Midst the Chaos of the last few weeks – laying out chapbooks, re-writing a panel presentation, prepping for 2 AWP readings, applying for jobs, planning my son’s birthday party, and steeling myself for a potentially major life-changing event – I re-read A Wrinkle in Time for the first time in 30-odd years. Oddly, there was never a more appropriate time for me to read it – thick in the maelstrom of the Black Thing (fears) as I am, learning how to fight back with more love, less anger. It’s been a delight to feel whisked away from the subway cattle while en route to my own veal pen, to feel tessered, untethered, caught in the whirl, but temporarily giddy with it, not anxious.

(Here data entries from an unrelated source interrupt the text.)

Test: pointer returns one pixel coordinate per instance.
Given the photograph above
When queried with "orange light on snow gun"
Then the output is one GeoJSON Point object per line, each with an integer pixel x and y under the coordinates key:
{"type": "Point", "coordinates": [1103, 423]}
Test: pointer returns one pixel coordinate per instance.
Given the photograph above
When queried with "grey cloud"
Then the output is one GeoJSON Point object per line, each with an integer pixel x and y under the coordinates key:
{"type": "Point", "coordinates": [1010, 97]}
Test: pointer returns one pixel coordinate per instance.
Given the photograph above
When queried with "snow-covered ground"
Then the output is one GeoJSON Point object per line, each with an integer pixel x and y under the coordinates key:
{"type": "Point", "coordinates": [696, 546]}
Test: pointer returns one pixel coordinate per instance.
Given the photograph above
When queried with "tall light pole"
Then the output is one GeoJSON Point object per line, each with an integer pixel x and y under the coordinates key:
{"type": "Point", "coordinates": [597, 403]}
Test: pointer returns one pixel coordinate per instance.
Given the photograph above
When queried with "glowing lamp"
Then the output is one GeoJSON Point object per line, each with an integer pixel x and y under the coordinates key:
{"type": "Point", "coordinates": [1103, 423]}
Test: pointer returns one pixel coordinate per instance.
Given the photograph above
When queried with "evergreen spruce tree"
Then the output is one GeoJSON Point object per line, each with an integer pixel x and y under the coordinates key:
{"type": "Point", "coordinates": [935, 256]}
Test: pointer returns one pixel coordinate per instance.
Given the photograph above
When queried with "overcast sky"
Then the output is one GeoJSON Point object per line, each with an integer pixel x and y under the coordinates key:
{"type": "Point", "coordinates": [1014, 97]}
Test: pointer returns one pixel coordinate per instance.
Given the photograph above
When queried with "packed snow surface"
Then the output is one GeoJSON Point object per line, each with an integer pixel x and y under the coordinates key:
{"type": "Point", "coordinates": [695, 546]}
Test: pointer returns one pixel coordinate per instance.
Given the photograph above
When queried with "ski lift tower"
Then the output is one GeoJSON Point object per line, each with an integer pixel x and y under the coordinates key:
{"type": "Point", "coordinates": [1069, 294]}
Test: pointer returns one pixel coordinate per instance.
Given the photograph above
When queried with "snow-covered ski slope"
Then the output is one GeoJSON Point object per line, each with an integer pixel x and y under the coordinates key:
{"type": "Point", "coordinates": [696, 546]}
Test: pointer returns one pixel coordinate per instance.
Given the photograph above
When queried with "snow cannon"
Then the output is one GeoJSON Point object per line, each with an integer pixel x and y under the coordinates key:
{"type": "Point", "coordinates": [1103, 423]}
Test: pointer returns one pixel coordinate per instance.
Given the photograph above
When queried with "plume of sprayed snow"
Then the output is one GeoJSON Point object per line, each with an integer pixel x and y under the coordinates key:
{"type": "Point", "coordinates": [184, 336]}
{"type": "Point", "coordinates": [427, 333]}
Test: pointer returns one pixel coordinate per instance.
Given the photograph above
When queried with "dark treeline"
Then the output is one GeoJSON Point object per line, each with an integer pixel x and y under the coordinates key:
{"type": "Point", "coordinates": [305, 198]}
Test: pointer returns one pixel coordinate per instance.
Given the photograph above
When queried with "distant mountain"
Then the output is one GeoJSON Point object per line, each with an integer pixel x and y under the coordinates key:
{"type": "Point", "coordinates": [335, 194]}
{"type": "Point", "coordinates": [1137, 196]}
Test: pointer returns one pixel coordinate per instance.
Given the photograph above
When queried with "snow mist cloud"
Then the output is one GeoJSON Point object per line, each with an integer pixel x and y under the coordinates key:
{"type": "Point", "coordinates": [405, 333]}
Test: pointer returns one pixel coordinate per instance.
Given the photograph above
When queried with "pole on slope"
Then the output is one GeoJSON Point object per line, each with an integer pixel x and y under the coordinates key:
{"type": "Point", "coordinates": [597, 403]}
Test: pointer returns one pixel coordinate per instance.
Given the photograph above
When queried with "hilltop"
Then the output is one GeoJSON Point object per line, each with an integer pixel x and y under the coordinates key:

For a while now, I’ve felt called to return to AWIT as if it held a potency, a vastness, a key of sorts to return me to blacked-out parts of my childhood I can’t recall for some reason or another. To reconnect with a younger me connecting with the joy, vitality, resiliency, and anger of Meg – how it might have encouraged me to endure and trust myself as a teen. But – I don’t remember how I felt when I read it as a child. Just remember being lost so completely in stories that I felt dissolved – as though the corporeal me faded ever so slightly from the world, as though a book’s close allowed my body to re-inhabit rooms in a new way that felt brighter, buoyant.
So – thank you, Madeleine L’Engle for helping me through yet another transition. Thank you, Aunt Beast. And thanks to Diane and Phoenix for the reminder.